Friday, September 28, 2007

Friday confessionals

Confession9
I am just going to keep pushing you away. I thought you were the one and the realization that you aren't is more than I can take sometimes and it is all I can do to get through the day thinking about it.

Confession10
I wish I could take back the moment you asked me out I would fucking say NO, I would say no and walk..no RUN away from you, You are such a coward.

Confession11
You are mainly the reason I had to get on anti-depression medication. I hate you a little for it, but I feel a lot better, if you didn't make me so depressed I wanted to kill myself every second of every day I probably never would have gotten on the medicine, I know I would have killed myself.

Confession12
Sometimes the only reason I have sex with you is so that you don't look at porn and jerk off as much, because I think it is the most disgusting nasty thing a man can do.
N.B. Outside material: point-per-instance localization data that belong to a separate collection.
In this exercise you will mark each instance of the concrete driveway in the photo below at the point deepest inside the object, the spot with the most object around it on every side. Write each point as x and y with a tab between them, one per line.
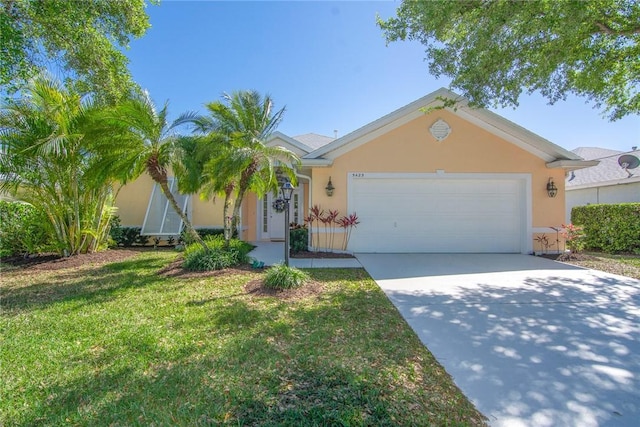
530	341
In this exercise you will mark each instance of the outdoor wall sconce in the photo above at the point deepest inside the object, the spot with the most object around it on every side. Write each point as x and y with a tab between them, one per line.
329	188
552	190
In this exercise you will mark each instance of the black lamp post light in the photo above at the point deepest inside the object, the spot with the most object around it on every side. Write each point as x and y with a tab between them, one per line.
287	192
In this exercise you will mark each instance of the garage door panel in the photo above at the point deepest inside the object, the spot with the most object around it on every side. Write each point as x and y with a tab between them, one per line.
437	215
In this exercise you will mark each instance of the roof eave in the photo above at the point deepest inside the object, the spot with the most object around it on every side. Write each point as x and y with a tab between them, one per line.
289	140
571	165
317	163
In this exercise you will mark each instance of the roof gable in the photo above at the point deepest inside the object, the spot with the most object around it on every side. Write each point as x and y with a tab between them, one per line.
555	155
280	139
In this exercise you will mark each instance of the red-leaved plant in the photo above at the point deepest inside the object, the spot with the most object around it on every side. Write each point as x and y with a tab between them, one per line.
330	221
315	213
348	223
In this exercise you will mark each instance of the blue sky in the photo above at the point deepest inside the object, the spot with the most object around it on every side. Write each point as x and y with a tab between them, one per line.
327	62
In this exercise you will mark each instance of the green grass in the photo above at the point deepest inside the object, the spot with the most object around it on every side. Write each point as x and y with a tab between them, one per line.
122	345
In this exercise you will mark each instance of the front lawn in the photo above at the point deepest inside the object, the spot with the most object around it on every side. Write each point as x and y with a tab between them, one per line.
121	344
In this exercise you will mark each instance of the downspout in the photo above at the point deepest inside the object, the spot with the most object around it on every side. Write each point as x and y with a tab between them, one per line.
309	207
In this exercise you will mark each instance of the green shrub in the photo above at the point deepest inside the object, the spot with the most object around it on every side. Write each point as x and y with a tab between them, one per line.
217	257
123	236
610	228
204	233
24	230
282	277
299	239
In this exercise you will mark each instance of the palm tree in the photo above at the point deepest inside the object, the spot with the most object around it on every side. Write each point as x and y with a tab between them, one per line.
47	161
143	141
201	171
241	125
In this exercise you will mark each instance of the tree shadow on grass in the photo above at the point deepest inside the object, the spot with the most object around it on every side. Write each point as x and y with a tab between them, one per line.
89	284
329	362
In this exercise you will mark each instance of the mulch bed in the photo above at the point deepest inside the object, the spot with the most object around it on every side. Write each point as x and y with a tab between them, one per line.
567	257
175	270
256	288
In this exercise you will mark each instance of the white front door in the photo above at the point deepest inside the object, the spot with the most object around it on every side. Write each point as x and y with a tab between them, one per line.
273	222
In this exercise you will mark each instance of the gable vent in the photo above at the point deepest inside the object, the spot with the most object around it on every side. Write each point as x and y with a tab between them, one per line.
440	130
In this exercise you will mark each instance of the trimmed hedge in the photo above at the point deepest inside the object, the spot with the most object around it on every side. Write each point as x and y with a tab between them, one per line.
610	228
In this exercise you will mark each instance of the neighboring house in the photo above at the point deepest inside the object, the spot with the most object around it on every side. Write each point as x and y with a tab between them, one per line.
420	180
607	182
And I would rather be bored having sex with you then feel nasty just sitting next to you.

Confession13
I don't know if I am in love with you, or just really obsessed with you. Love and hate are really the same and I am having a hard time figuring it out....

Confession14
I hate having to give you ultimatums. YOU should figure out you want to marry me and stop talking to that skanky ex girlfriend.

1 comment:

Anonymous said...

Confession9
I can relate with you, sometimes it is hard to breathe because the physical/emotional pain is just so much.
Hope we both get through our pain soon.